I have filtered most of my wines ( kits), red & white, and one advantage is that you can get to the last drop of wine in the carboy without worrying about getting sediment in the bottles. A disadvantage is that you have to be careful about getting a filter taste in your first bottle or two. Also you have to clean it and there is a cost involved. I don't think there is a difference in the taste whether filtered or not. I will filter all my whites but reds I can go either way when the time comes.
prosky - there are two main types I am aware of - the Erofilter style that I use ( uses 8" round pads) and the buon vino type ( uses smaller square pads) - the euro one is less expensive. Home made types using water filter cartridges are also used.


----------



## Runningwolf (Sep 16, 2010)

I don't filter any wine unless they are completely clear of any sediment. If you age the wine long enough they will clear on their own. A filter will give them a polished look. Reds generally are not filtered.


----------



## robie (Sep 16, 2010)

Unless you want to bottle very soon after clearing and you are worrying about dropping more sediment, or unless your reds looks a little cloudy in the glass, filtering reds is not needed.


----------



## xoltri (Sep 16, 2010)

I've filtered all of the kits I've made and it makes a noticeable difference in the appearance of the wine. I have a buon vino minijet and use the #2 filters exclusively for reds and whites. I highly doubt it changes the flavor, if you're concerned run some RO water though the pads first. That will suck any flavors out of the pads for sure.

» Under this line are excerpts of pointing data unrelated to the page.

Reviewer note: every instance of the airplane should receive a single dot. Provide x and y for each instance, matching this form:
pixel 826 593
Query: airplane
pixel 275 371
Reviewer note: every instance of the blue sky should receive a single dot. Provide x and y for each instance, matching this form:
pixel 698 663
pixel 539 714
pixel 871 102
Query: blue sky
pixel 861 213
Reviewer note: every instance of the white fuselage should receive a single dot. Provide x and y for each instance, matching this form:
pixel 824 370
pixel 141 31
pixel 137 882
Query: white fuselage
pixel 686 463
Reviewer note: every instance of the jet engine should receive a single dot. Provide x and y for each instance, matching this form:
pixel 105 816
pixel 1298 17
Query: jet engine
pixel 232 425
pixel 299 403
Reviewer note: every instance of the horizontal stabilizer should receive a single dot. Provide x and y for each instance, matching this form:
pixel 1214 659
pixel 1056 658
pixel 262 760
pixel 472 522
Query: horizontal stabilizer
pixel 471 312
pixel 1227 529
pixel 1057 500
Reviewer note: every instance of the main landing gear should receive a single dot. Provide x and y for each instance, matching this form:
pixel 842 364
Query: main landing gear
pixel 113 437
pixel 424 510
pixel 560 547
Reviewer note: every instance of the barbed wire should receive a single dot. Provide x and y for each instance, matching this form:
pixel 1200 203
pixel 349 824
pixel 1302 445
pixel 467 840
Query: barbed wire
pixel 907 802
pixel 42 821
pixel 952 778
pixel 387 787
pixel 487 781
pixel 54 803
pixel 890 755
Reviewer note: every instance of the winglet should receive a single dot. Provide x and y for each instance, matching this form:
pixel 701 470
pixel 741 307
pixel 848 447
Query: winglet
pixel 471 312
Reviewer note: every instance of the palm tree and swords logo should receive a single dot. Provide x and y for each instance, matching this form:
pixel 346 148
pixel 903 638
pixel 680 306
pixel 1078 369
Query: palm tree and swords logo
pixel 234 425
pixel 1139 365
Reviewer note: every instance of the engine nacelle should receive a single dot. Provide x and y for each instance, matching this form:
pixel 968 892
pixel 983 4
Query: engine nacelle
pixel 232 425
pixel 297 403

I give some wine as gifts and have company over that drink our wine. People may already have some negative opinions about home made wine so I don't want them to be put off by cloudy red or white wine...presentation is almost as important as taste.

The only things I don't filter are my beer because I bottle condition. I also made an apfelwein that I didn't filter and you could tell even in small amounts. I'll filter the next batch for sure.


----------



## proksy (Sep 16, 2010)

I kind of have to agree with that. I am new to making wine but I have friends and family who make batches every year and there was a white wine that someone made that tasted great but was cloudy and no one drank it but me, and it was great, if I were blind I would have never knew the differnece between that and some more pricier bottles at the store. I have decided that I will filter at some capacity, at least through a cheeze cloth or coffee filter.


----------



## xoltri (Sep 17, 2010)

I don't think that a coffee filter will take the haze out of wine. You'll need a 1 micron filter to really add polish. A better option, if you don't want to purchase a wine filter machine, would be to see if you can rent one locally.


----------



## robie (Sep 17, 2010)

I have heard of home wine makers using whole house filters, which you can buy at most home builder stores like Lowes. I don't know what the filtration size is, but from all indications, they do a pretty decent job at polishing.


----------



## proksy (Sep 17, 2010)

xoltri said:


> I don't think that a coffee filter will take the haze out of wine. You'll need a 1 micron filter to really add polish. A better option, if you don't want to purchase a wine filter machine, would be to see if you can rent one locally.



I was totally thinking of using a 1 or 2 micron filter. I've used those before in a vat used to clean auto parts when I was a mechanic. Thanks for the tip. I bought some bargin wines I found on antiwinesnob.com at a store and ran into someone that makes wine and they referred me to a wine/brew shop some 20min away from where I live. I might roll by there and see what I can afford.


----------